Onun anlattığı gibi:
"Atatürk'ün çok içli bir akşamıydı. Bize Tosca Operası'nı Avrupa'da hangi koşullar altında dinlediğinden, o zamanki dünya durumundan, kuşkularından, zevklerinden uzun uzun bahsetti. Bir şeye içleniyordu. Çok içleniyordu ve çok içli bir akşamdı.

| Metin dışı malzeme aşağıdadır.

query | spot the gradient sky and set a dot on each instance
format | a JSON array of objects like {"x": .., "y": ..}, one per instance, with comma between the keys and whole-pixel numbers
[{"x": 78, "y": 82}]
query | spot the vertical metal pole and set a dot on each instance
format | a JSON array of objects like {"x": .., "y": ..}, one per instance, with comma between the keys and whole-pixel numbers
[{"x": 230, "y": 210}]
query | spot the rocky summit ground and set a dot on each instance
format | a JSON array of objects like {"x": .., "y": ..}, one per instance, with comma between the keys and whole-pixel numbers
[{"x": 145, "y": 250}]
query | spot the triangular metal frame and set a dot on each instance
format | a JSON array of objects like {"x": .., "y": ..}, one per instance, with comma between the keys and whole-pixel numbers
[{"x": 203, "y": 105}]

Tosca Operası'ndan Cavaradossi'nin ünlü aryasını birçok kez benden istemiş olduğu için hazırlıklıydım. Hatta bir yanlış yapmayayım diye aryanın notalarını bile yazmıştım ve cebimde bulunduruyordum. O gece de biliyordum ki sıra tekrar Tosca'ya gelecek. Adeta bekliyordum. Nihayet bana döndü,
'Çal bakalım şu Tosca'yı' dedi. Ben notayı çıkarttım,
'Hayır hayır, öyle değil, notayı bırak, notasız çal' dedi. Notayı bıraktım, gözlerimi kapadım, konsantre oldum, başladım çalmaya. Bir iki nota çalmıştım ki,
'Hayır hayır, olmadı, bana dön, bana çal, benim gözlerime bak öyle çal' dedi. Kendisine döndüm. Masada oturuyordu. Ona dönerek çalmaya başladım.

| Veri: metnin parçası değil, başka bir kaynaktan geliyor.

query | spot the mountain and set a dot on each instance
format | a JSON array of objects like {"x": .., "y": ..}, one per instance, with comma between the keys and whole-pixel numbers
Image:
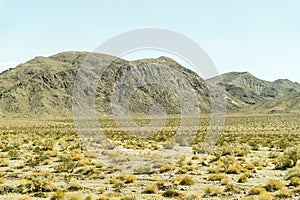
[
  {"x": 251, "y": 90},
  {"x": 283, "y": 105},
  {"x": 43, "y": 86}
]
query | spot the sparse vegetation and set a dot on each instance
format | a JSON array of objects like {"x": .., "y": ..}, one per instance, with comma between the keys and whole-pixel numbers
[{"x": 64, "y": 168}]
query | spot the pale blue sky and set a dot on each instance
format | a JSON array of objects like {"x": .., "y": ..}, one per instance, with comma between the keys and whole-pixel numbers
[{"x": 259, "y": 36}]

'Gene olmadı, bana daha yaklaş' dedi. Yaklaştım, çok yaklaştım. Belliydi ki çok uzak bir anısının içine gömülmek istiyor ve içinden çok eski zamanlara ait bir şeyler taşıyor, fışkırıyor, fışkırıyordu... En sonunda,
'Kemanın sapını omzuma dayayacaksın ve öyle çalacaksın' dedi. Bir an için gözünüzün önüne getirin; tarihimizde yaşamış, yaşayacak en büyük Türk, bir sanatçıya
'Kemanının sapını omzuma daya ve o vaziyette en sevdiğim melodiyi çal' diyor. Ben artık ibadet eder gibi, huşu içinde Cavaradossi'nin aryasını çalmaya başladım. Atatürk, gözleri kapalı, biraz madeni ahenkli, biraz kısık, çok tatlı, çok manalı sesiyle melodiyi söylerken gözlerinden sicim gibi yaşlar akıyordu. Aryayı belki on beş kez tekrarladım.."
***
Tekrar Bolşoy'a döndüğümde, gözlerimin nemlendiğini fark ettim. Atatürk'ün bu en sevdiği, opera dünyasının belki de en güzel aryasını Atatürk'ün sanatçısı, Cumhuriyet sanatçısı Murat Karahan müthiş söylüyordu.
Opera bittiğinde, hepimiz ayaktaydık, bütün salon!
Sanatçıları, tabii Murat'ı ellerimiz acıyana kadar çılgınca alkışladık dakikalarca.
Bu gururu bize yaşatan Murat Karahan'la bir kez daha gurur duyduk.
Orada olmak gerçekten ayrıcalıktı ve biz o ayrıcalığı yaşayan mutlu insanlar arasındaydık!